Christiano has been writing about techniques for preventing AI disasters since he was an undergrad, and as a researcher at OpenAI he led the development of what is now the dominant approach to preventing flagrant misbehavior from language and other models: reinforcement learning from human feedback, or RLHF. In this approach, actual human beings are asked to evaluate outputs from models like GPT-4, and their answers are used to fine-tune the model to make its answers align better with human values.
It was a step forward, but Christiano is hardly complacent, and often describes RLHF as merely a simple first-pass approach that might not work as AI gets more powerful. To develop methods that could work, he left OpenAI to found the Alignment Research Center (ARC). There, he is pursuing an approach called “eliciting latent knowledge” (ELK), meant to find methods to force AI models to tell the truth and reveal everything they “know” about a situation, even when they might normally be incentivized to lie or hide information.
That is only half of ARC’s mission, though. The other half, soon to become its own independent organization, is led by Beth Barnes, a brilliant young researcher (she got her bachelor’s degree from Cambridge in 2018) who did a short stint at Google DeepMind before joining Christiano at OpenAI, and now at ARC. Barnes is in charge of ARC Evals, which conducts model evaluations: She works with big labs like OpenAI and Anthropic to pressure-test their models for dangerous capabilities. For example, can GPT-4 set up a phishing page to get a Harvard professor’s login details? Not really, it turns out: It can write the HTML for the page, but fails to find web hosting.

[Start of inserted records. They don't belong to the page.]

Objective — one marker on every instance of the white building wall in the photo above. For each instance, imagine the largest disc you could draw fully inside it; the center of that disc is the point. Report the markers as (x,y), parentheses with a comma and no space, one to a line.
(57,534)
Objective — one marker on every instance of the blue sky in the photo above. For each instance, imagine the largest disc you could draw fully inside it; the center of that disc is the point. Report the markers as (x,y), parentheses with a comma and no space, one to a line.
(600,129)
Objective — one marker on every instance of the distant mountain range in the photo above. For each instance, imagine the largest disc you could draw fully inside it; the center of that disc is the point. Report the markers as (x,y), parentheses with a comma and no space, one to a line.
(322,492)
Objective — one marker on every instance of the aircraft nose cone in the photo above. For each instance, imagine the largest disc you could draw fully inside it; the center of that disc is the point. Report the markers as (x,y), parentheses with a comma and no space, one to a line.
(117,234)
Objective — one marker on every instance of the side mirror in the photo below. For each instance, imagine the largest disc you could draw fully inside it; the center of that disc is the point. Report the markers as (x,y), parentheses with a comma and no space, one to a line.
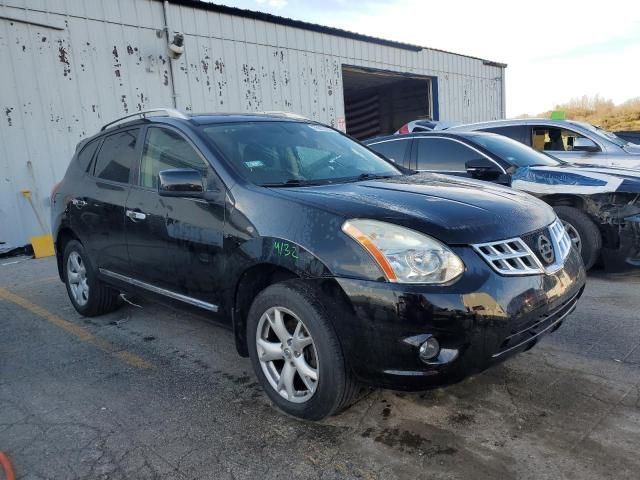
(482,168)
(583,144)
(180,182)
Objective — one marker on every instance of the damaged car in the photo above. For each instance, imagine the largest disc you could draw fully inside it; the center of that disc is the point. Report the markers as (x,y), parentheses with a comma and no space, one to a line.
(599,206)
(568,140)
(333,267)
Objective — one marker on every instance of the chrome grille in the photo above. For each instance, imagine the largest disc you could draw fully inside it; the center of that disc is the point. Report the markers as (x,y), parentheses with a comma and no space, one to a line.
(515,257)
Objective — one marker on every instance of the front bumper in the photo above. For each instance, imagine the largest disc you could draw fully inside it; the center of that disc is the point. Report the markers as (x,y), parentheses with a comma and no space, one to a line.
(480,320)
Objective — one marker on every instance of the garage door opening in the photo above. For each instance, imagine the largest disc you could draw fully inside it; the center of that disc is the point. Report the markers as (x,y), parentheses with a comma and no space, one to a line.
(377,102)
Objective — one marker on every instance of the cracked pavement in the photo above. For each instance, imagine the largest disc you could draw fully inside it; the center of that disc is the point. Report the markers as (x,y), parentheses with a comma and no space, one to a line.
(569,408)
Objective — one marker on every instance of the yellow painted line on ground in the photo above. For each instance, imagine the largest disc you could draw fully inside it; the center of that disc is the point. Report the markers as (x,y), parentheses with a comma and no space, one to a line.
(75,330)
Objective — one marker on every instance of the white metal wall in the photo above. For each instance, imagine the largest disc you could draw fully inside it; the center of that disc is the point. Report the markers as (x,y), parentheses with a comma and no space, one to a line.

But can GPT-4 use TaskRabbit to hire a human to do a CAPTCHA test for it? It can — and it can lie to the human in the process. You may have heard of that experiment, for which Barnes and the evaluations team at ARC were responsible.
ARC and ARC Evals’ reputations and those of its leaders are so formidable in AI safety circles that repeating to people that it’s okay if you’re not as smart as Paul Christiano has become a bit of a meme. And it’s true, it’s totally fine to not be as smart as Christiano or Barnes (I’m definitely not). But I’m glad that people like them have taken on a problem this serious.